Desde que caiu em um buraco, quando atuava como motorista em uma empreiteira no município de Candiota, Ubiratan viu sua vida mudar. O fato ocorreu em 2009 e ocasionou a fratura do joelho esquerdo, que já passou por cirurgia. No entanto, para que a perna volte a ter uma mobilidade de qualidade, precisa receber uma prótese.
Depois de 90 dias, ele chegou a ter o amparo de renda mensal por acidente de trabalho suspenso pelo Instituto Nacional Seguro Social (INSS), mas quatro anos depois, em 2013, já em uma sala de audiências, fez um acordo e voltou a receber cerca de R$ 880 de salário, valor hoje usado para quitar, muito lentamente, as inúmeras dívidas que contraiu durante o período em que não pode contar com o benefício. No ato, Ubiratan aceitou a proposta do INSS, que pagaria o valor de R$ 17.913 como total do que lhe deviam pelos 48 meses de inadimplência. “Até hoje vago com essa decisão judicial pelo fórum, advogado e no próprio instituto. Não me pagaram um centavo do que foi acertado no acordo e eu me endividei”, denuncia o motorista que continua: “Já abri mão do que me era de direito para poder saldar meus débitos e hoje devo cada vez mais”.
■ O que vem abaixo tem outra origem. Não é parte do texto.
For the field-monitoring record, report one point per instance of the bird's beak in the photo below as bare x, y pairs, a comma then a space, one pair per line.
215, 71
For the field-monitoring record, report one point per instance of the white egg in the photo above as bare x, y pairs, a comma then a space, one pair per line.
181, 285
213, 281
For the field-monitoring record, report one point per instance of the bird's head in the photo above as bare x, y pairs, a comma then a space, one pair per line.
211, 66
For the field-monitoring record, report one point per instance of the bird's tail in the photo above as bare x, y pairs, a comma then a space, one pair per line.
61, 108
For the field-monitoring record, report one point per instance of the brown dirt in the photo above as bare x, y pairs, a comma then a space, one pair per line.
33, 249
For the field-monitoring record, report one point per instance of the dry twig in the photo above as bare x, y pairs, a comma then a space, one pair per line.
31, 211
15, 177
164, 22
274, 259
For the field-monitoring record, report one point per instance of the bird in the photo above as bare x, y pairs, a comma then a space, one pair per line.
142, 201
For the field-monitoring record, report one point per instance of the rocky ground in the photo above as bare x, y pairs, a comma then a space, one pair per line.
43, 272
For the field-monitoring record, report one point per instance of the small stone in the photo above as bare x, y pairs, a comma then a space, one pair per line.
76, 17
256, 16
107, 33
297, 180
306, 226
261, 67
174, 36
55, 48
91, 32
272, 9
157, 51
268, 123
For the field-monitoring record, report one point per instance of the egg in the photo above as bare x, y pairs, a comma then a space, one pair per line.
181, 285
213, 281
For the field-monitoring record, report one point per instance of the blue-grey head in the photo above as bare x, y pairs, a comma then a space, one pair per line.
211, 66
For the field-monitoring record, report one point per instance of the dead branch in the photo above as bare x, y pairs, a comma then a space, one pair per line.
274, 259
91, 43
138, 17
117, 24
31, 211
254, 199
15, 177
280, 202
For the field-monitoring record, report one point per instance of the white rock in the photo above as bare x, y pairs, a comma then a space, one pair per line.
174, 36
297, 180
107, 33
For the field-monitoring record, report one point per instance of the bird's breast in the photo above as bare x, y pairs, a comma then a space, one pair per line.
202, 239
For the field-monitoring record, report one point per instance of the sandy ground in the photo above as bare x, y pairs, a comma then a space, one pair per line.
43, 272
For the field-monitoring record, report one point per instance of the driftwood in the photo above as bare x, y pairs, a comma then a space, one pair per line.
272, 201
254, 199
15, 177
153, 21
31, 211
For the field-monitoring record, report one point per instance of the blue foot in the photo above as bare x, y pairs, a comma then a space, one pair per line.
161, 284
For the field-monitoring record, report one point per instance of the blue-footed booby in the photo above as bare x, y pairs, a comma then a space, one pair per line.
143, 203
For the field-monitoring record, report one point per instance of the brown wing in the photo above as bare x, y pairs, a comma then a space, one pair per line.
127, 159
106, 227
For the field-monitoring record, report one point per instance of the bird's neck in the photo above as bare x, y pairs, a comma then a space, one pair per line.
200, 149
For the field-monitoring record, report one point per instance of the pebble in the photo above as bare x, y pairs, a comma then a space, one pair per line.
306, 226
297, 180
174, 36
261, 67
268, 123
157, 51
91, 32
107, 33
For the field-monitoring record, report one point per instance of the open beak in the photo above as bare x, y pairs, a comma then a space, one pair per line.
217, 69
A empresa para qual trabalhou foi embora para o Paraná e, do advogado, Barros não houve boas perspectivas, pois ao assinar o acordo, o processo se extinguiu. “Em minha opinião, não há acordo, já que ele não foi cumprido. Não sei mais a quem recorrer para obter o que é meu. O advogado limita-se a dizer que devo olhar minha conta bancária para ver se o dinheiro entrou”, finaliza.